Appropriately, gyrocopters have a close connection with Japan thanks to the James Bond film You Only Live Twice. In the 1967 thriller, Sir Sean Connery flies an aircraft, known as Little Nelly, against the forces of evil genius Ernst Blofeld, whose headquarters are concealed inside a volcano.
Even before coming up against the intransigence of Russian bureaucracy, Surplus’s journey had not all been plain sailing. He had to fly across raging forest fires in India, which was no small feat in an unprotected cockpit only a couple of thousand feet above the ground.
The pilot also had to make two emergency landings, one in the desert of Saudi Arabia, and the other in a lake in Thailand.
When planning the round-the-world route, Surplus explained that travelling from Japan across the Pacific Ocean by island hopping had been considered. However, while feasible in western parts of the ocean, the distances between potential landing sites in the eastern reaches made it impossible.
This made the northern route—from Hokkaido to Russia and on to Alaska—the only feasible path and, even then, only in the benign summer months.
Because of the distances involved, Surplus would require a minimum of one refuelling stop in Russian territory.
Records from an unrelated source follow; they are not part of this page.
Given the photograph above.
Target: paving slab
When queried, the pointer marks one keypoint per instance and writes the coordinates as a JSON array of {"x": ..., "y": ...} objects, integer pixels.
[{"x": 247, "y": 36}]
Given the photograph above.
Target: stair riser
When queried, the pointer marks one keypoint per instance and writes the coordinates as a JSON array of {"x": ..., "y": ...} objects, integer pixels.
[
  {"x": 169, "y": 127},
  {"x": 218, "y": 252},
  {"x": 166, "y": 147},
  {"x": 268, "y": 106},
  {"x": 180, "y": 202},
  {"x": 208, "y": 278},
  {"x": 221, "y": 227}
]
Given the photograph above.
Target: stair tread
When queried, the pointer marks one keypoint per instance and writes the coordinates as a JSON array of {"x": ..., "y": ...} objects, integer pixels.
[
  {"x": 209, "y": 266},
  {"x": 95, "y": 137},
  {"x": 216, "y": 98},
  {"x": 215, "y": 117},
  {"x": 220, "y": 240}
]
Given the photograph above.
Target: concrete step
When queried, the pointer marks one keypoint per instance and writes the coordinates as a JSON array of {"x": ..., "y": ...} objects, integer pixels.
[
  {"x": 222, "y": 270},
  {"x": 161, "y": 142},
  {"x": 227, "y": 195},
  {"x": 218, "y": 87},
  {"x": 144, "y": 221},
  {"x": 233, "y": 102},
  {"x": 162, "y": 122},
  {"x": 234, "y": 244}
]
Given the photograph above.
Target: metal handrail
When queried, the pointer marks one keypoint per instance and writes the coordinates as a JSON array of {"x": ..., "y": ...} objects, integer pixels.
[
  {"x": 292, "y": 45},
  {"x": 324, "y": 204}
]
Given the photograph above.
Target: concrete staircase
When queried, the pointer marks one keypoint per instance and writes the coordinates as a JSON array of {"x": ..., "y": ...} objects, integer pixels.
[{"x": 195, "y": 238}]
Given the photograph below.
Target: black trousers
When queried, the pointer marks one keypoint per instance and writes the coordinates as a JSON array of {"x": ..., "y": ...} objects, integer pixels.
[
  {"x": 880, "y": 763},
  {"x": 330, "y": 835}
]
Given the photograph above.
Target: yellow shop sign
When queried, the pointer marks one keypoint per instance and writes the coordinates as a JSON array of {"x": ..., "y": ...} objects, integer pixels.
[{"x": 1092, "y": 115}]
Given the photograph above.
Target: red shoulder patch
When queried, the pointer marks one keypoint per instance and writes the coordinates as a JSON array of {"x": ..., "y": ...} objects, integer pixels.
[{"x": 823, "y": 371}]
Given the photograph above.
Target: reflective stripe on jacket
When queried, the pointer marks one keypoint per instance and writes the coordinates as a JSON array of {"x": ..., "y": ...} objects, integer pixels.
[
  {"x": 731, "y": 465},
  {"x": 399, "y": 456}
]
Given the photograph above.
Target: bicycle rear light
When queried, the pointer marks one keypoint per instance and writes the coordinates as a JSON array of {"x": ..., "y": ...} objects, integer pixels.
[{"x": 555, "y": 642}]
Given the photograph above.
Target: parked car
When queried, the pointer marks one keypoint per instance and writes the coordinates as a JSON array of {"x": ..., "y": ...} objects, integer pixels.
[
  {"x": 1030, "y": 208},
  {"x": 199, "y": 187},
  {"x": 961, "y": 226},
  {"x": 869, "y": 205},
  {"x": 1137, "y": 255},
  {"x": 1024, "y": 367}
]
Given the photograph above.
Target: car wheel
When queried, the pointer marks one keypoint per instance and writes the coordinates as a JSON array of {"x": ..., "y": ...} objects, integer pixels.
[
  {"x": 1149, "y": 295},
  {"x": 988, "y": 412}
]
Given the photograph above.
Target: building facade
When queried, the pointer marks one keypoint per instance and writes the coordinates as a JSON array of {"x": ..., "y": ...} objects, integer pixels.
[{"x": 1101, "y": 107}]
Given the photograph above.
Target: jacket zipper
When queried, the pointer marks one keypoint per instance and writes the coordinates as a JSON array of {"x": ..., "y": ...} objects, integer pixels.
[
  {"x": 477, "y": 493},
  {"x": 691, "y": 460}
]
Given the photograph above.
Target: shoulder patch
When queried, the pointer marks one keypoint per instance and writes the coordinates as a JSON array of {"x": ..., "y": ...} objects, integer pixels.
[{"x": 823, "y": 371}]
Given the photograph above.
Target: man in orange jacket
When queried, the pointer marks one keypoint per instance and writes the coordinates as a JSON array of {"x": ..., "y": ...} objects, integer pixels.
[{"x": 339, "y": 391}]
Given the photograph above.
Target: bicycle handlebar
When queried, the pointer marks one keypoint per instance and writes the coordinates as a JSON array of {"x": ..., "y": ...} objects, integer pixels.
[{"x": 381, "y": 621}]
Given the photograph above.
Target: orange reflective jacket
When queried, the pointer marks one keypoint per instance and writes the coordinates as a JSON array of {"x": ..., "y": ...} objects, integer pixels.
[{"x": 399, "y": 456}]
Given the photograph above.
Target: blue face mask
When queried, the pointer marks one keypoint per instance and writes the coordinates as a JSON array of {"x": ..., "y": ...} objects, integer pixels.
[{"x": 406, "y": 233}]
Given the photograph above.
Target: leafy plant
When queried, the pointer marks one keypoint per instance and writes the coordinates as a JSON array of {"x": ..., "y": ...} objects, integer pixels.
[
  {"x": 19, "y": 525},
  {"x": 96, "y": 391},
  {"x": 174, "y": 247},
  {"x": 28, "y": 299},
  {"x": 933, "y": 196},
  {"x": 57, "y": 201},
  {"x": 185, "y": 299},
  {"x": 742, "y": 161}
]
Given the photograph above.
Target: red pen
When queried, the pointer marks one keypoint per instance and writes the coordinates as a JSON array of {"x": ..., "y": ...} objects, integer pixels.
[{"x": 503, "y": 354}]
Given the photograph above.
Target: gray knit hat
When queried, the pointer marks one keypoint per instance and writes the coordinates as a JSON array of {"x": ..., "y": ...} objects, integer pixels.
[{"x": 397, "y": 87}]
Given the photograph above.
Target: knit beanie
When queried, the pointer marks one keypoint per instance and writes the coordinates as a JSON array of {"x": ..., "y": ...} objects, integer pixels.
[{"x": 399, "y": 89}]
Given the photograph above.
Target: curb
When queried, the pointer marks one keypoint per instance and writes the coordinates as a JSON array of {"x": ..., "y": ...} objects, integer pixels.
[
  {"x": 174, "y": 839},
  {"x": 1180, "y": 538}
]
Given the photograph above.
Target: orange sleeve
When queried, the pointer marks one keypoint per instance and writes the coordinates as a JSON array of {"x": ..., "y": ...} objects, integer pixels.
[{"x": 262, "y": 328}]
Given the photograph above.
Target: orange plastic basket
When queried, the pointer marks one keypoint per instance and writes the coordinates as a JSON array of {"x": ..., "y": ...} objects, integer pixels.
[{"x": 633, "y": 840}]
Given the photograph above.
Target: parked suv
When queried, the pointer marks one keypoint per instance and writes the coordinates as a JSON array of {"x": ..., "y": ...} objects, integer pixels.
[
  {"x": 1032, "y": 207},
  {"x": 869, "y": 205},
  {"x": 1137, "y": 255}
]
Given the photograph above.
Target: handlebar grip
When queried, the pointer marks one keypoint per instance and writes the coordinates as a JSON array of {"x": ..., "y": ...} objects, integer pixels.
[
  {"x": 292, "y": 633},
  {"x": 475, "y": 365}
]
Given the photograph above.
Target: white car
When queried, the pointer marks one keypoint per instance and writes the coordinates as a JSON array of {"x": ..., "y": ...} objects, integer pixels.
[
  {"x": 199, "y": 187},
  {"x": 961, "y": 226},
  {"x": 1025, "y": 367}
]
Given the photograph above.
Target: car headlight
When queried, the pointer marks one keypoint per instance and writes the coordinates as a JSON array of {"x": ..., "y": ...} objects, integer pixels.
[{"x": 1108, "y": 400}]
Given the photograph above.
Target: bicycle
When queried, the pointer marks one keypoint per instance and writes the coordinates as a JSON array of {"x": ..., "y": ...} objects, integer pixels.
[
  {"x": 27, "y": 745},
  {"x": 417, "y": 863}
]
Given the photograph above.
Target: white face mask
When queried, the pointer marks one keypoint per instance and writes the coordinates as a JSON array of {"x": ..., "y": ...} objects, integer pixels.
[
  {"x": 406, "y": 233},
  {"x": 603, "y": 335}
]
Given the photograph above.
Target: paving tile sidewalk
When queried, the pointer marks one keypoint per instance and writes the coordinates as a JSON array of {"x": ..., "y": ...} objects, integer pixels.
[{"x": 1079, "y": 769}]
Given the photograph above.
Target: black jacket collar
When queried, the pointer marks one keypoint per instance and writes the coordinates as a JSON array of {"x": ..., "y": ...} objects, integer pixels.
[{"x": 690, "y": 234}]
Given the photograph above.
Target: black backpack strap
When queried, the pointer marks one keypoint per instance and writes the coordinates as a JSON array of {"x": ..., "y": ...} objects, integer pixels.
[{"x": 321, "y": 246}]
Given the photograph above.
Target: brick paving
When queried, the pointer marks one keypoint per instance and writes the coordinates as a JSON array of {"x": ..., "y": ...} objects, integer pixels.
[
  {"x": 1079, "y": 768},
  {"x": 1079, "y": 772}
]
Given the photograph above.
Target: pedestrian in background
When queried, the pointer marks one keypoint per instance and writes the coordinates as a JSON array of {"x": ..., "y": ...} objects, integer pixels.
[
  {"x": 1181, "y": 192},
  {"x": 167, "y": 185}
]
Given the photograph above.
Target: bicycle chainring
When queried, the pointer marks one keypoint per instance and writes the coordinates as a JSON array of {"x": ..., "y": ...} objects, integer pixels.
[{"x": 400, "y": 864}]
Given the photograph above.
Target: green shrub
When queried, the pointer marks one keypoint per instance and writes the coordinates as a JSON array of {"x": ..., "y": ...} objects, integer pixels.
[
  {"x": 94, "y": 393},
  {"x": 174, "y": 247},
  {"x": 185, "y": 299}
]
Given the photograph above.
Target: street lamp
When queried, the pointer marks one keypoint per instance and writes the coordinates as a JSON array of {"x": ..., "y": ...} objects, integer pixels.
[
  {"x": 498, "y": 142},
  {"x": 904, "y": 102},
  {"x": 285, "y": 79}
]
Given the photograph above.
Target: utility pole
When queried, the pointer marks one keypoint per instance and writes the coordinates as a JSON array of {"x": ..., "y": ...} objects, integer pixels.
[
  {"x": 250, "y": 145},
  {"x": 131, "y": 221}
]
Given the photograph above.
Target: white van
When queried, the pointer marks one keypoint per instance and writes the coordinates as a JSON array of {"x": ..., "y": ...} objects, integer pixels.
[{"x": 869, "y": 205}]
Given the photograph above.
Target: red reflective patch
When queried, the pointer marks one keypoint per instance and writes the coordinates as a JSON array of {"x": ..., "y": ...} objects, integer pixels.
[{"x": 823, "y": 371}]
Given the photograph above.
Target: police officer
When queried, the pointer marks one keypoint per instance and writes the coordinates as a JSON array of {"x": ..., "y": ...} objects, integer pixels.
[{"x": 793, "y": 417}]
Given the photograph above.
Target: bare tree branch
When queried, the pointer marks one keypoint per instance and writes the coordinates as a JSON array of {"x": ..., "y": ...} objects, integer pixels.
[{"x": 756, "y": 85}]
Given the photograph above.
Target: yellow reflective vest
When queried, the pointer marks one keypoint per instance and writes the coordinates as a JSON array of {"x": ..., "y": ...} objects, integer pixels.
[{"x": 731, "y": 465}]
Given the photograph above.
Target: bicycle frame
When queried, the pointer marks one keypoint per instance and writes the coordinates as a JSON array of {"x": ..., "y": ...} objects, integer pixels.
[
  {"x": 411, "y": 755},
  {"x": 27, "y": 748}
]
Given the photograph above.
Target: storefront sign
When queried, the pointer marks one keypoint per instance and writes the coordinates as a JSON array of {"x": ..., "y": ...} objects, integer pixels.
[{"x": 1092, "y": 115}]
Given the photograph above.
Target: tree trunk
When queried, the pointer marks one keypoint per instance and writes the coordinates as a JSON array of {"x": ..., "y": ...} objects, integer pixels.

Although he has received permission to land for this purpose from no fewer than eight airfields in the region, he has been denied the opportunity by official silence.
“It is not as if a global world record attempt such as this poses any sort of meaningful security issue for any particular country”, Surplus said.
“Rather, it should be held up and viewed for what it is: a friendly, positive symbol of international cooperation, much like any other truly global sporting event, such as the Olympics or the football World Cup.
“Those events would simply not happen unless all the participating countries agreed to work together simply, and for no other purpose than, for the advancement and celebration of sporting achievement throughout the world”, he added.
“The world community is enriched by such events, and they are a constant reminder of our common humanity on this planet”.
Timing is important in order to keep to the schedule of making the potentially hazardous crossing to Greenland in June or July 2015. The final leg of his journey will take him to Iceland and back to Larne.
“Even though gyrocopters have been around for 90 years, this remains the last type of aircraft that has yet to fly around the world”, Surplus explained. “We will build the campaign again and finish the circumnavigation; it’s just a pity that it will have to be without the Russian leg”.